15 Wee dien, die zijn naaste te drinken geeft, gij, die uw wijnfles daarbij voegt, en ook dronken maakt, opdat gij hun naaktheden aanschouwt.
Ve ham, som lader Venner drikke en Rus af Fade og Skaale for at faa deres Blusel at se.
16 Gij zult ook verzadigd worden met schande, voor eer; drinkt gij ook, en ontbloot de voorhuid; de beker der rechterhand des HEEREN zal zich tot u wenden, en er zal een schandelijk uitbraaksel over uw heerlijkheid zijn.
Du mætted dig med Skam for Ære. Drik selv, vis din Forhud frem!

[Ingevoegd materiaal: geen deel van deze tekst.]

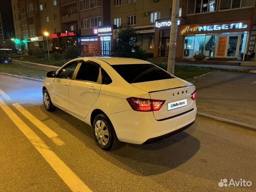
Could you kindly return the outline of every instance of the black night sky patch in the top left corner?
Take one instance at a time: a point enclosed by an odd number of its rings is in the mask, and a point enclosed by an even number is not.
[[[14,31],[11,0],[0,0],[0,11],[2,17],[2,26],[4,30],[4,37],[7,39],[6,33]]]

Nu kommer Bægeret fra HERRENS højre til dig og Skændsel til din Ære.
17 Want het geweld, dat tegen Libanon begaan is, zal u bedekken, en de verwoesting der beesten zal ze verschrikken, om des bloeds wil der mensen, en des gewelds in het land, de stad en aan alle inwoners derzelve.
Thi du tynges af Vold mod Libanon, knuses for Misbrug af Dyr, for Menneskeblods Skyld, for Vold mod Landet, mod Byen og alle, som bor der.

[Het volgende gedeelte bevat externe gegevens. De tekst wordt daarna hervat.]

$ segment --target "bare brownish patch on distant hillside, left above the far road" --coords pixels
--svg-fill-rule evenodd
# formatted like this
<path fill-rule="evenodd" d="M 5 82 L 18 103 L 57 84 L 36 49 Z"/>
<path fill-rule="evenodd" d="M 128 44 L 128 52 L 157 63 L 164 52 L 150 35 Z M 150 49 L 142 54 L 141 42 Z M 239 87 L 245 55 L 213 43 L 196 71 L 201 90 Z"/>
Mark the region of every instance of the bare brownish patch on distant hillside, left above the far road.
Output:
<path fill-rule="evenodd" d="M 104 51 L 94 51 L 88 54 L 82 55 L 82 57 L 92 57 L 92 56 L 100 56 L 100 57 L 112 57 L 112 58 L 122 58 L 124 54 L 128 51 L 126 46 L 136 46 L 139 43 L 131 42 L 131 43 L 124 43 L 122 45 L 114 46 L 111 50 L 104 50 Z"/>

18 Wat zal het gesneden beeld baten, dat zijn formeerder het gesneden heeft? of het gegoten beeld, hetwelk een leugenleraar is, dat de formeerder op zijn formeersel vertrouwt, als hij stomme afgoden gemaakt heeft?
Hvad gavner det skaarne Billed, at en Billedskærer skærer det ud, det støbte Billed, hvis Spaadom er falsk, at en Billedskærer stoler derpaa, saa han laver stumme Guder?
19 Wee dien, die tot het hout zegt: Word wakker! en: Ontwaak! tot den zwijgenden steen. Zou het leren? Ziet, het is met goud en zilver overtrokken, en er is gans geen geest in het midden van hetzelve.
Ve den, som siger til Træ: »Vaagn op!« til Sten uden Mæle: »Staa op!« Den skulde kunne spaa! Se, den er klædt i Guld og Sølv, men af Aand har den intet i sig.
20 Maar de HEERE is in Zijn heiligen tempel. Zwijg voor Zijn aangezicht, gij ganse aarde!
Men HERREN er i sin Helligdom; stille for ham, al Jorden!